The book ends with two chapters, criticizing attempts at criticizing Orientalism, one devoted entirely to Said. You realize in these that the personal nature of Irwin's arguments were probably motivated by the heavy weather he faced as an editor of the TLS when it published critical essays against Said. Many of his arguments relate to fairly petulant accusations of some seemingly trivial form of hypocrisy against Said or issues with the facts on offer in Orientalism (these are often enumerated in tedious lists). Crucially, these latter aren't particularly relevant; Orientalism is a work of thoroughly theoretical bent and is not meant to offer a meticulously precise historical account of Orientalism (and indeed, it construes this much more broadly than Irwin to involve all discourse related to the Arab world, not just scholarly work associated with scholarly institutions).
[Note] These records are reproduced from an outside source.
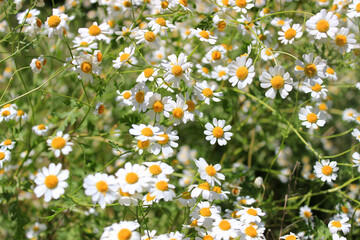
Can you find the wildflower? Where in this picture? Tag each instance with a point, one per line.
(241, 71)
(218, 132)
(278, 80)
(51, 182)
(323, 24)
(326, 170)
(101, 187)
(60, 144)
(311, 119)
(208, 172)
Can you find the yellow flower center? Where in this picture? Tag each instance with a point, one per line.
(162, 186)
(340, 40)
(178, 113)
(322, 26)
(242, 73)
(327, 170)
(51, 181)
(102, 186)
(210, 170)
(54, 21)
(131, 178)
(310, 70)
(311, 117)
(58, 143)
(277, 82)
(124, 234)
(86, 67)
(251, 231)
(290, 33)
(176, 70)
(218, 132)
(224, 225)
(205, 212)
(149, 36)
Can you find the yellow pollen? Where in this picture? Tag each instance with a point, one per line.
(251, 231)
(242, 73)
(102, 186)
(322, 26)
(58, 143)
(149, 36)
(51, 181)
(311, 117)
(204, 34)
(205, 212)
(340, 40)
(162, 186)
(166, 139)
(207, 92)
(327, 170)
(86, 67)
(147, 132)
(218, 132)
(148, 72)
(277, 82)
(178, 113)
(131, 178)
(290, 33)
(210, 170)
(224, 225)
(54, 21)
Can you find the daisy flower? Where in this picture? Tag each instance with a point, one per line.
(337, 226)
(241, 6)
(290, 33)
(101, 187)
(312, 118)
(323, 24)
(276, 80)
(162, 189)
(146, 132)
(85, 67)
(218, 132)
(343, 41)
(326, 170)
(95, 32)
(166, 146)
(37, 64)
(60, 144)
(205, 92)
(5, 155)
(56, 23)
(312, 69)
(133, 178)
(177, 68)
(241, 71)
(124, 56)
(208, 172)
(226, 228)
(51, 182)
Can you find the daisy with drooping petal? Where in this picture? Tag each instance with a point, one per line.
(290, 33)
(208, 172)
(312, 119)
(101, 187)
(51, 182)
(133, 178)
(326, 170)
(277, 80)
(60, 144)
(241, 71)
(218, 132)
(323, 24)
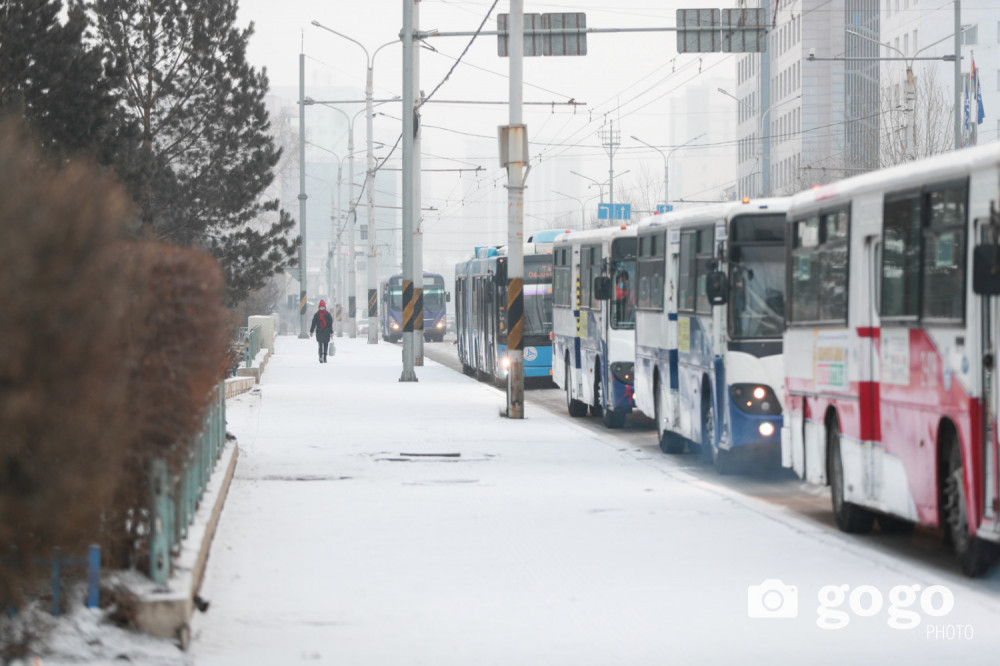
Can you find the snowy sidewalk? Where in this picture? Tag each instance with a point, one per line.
(522, 542)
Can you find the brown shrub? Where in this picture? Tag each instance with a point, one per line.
(182, 345)
(109, 349)
(62, 380)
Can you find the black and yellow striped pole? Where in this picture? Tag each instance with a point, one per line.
(372, 314)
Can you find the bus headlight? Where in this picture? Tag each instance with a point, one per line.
(624, 372)
(755, 398)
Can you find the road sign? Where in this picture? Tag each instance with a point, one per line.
(614, 211)
(546, 34)
(698, 30)
(743, 31)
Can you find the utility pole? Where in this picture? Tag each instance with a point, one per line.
(370, 182)
(408, 116)
(516, 136)
(418, 239)
(611, 139)
(958, 74)
(303, 326)
(352, 329)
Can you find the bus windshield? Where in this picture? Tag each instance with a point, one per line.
(434, 294)
(395, 295)
(757, 298)
(623, 283)
(537, 296)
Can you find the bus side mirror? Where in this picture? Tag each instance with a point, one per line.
(717, 287)
(602, 288)
(986, 270)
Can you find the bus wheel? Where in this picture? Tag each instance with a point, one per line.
(574, 407)
(850, 517)
(612, 418)
(707, 444)
(974, 555)
(670, 442)
(597, 409)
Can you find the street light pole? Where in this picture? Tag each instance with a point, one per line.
(582, 201)
(303, 326)
(372, 264)
(666, 191)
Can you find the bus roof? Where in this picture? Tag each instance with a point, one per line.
(955, 164)
(718, 211)
(547, 236)
(603, 233)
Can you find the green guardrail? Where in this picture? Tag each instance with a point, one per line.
(252, 345)
(175, 494)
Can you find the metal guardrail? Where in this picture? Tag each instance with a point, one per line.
(176, 494)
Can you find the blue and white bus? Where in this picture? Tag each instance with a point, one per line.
(593, 345)
(481, 315)
(435, 300)
(710, 317)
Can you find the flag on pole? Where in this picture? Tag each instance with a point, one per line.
(966, 112)
(979, 94)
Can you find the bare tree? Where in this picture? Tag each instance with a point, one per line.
(931, 116)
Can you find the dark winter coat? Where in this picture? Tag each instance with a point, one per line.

Glimpses of fairly promising critical paths are found, notably the idea that Said's use of mutually exclusive accounts of culture, Gramsci's elite hegemony and Foucault's more impersonal discourse, is problematic, and also the idea that political virtue and issues of bad faith cannot affect the objectivity of scholarship (this one isn't argued ever, just asserted based on quotes by academics). The strength of Said's arguments became apparent to me in reading this and also their radical nature. Perhaps they do suggest that objective scholarship in good faith on the Arab Middle East is impossible for Westerners; certainly they do for such scholarship before the publication of the book, based as it is on imagined geographical categories. Said seems to step back from this conclusion in his 2001 foreword to the work, saying that what's needed is a philological approach (i.e. an approach similar to Auerbach and his close interest in detail). Anyway a nice account that falls down with fairly amateurish arguments at the end.